Un modèle de tourisme durable
Bien plus qu’un projet de tourisme, Kamba Africa est un modèle de développement durable profondément ancré dans son territoire. « On est là pour le Congo », résume Elza Gillman, directrice générale et pilier du projet. « I am trying to work myself out of a job », ajoute cette Sud-africaine qui partage son temps entre Cape Town et la forêt congolaise. L’objectif est clair : transmettre les compétences, structurer et renforcer les savoirs locaux.

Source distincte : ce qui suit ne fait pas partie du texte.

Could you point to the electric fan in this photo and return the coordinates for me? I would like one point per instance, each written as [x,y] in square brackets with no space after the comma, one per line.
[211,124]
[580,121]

Ici, les pisteurs sont d’anciens chasseurs. Ils ont grandi dans cette forêt, en connaissent les moindres empreintes. Aujourd’hui, ils guident les visiteurs à la rencontre des gorilles et jouent un rôle essentiel dans leur protection. Le tourisme leur donne une nouvelle perspective sur la nature, leur métier et l’avenir. « Il permet de se projeter dans le futur », souligne Elza. « Il crée des revenus durables, donne aux habitants un rôle concret et les incite à préserver leur environnement. » L’enjeu est d’autant plus crucial que les communautés rurales manquent souvent d’alternatives économiques viables. L’agriculture, la chasse ou la récolte de produits forestiers apportent des ressources à court terme, mais appauvrissent les écosystèmes. L’écotourisme et la conservation, eux, proposent une voie durable.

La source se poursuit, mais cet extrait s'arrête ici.